2.8. Wash the negative in water with 20 degrees Celsius for 10 minutes. As shown in figure 172 is the negative washed in
running water.
2.9. And lastly, clip the other film clip onto the bottom of the negative. This will act as a weight. Hang the negative up to
dry in a room temperature, dust free room. Leave the negative to dry for at least 2 hours. And you may now have the
negatives and conduct printmaking process to produce positive or photographs. As shown in figure 173 is the negative
hang with clip for drying.
NEGATIVE
In photography, a negative is an image, usually on a strip or sheet of transparent plastic film, in which the lightest
areas of the photographed subject appear darkest and the darkest areas appear lightest. This reversed order occurs
because of the extremely light sensitive chemicals a camera film must use to capture an image quickly enough for ordinary
picture taking, which are darkened, rather than bleached, by exposure to light and subsequent photographic processing.
In the case of color negatives, the colors are also reversed into their respective complementary colors. A negative
image is a total inversion, in which light areas appear dark and vice versa. A negative color image is additionally color
reversed, with red areas appearing cyan, green appearing magenta and blue appearing yellow.
Negatives are normally used to make positive prints on photographic paper by projecting the negative onto the
paper with a photographic enlarger or making a contact print. The paper is also darkened in proportion to its exposure to
light, so a second reversal results which restores light and dark to their correct order. Negatives were once commonly made
on a thin sheet of glass rather than a plastic film, and some of the earliest negatives were made on paper.
It is incorrect to call a photograph a negative solely because it is on a transparent material. Transparent prints can
be made by printing a negative onto special positive film, as is done to make traditional motion picture film prints for use
in theaters.
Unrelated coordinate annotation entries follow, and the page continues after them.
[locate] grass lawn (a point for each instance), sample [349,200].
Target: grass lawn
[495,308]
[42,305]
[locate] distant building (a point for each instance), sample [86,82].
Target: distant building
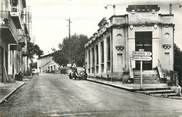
[46,64]
[109,51]
[14,35]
Some films used in cameras are designed to be developed by reversal processing, which produces the final
positive, instead of a negative, on the original film. Positive on film or glass are known as transparencies or dispositive, and
if mounted in small frames designed for use in a slide projector or magnifying viewer they are commonly called slides. As
shown in figure 174 is the color negative while figure 175 is the black and white negative.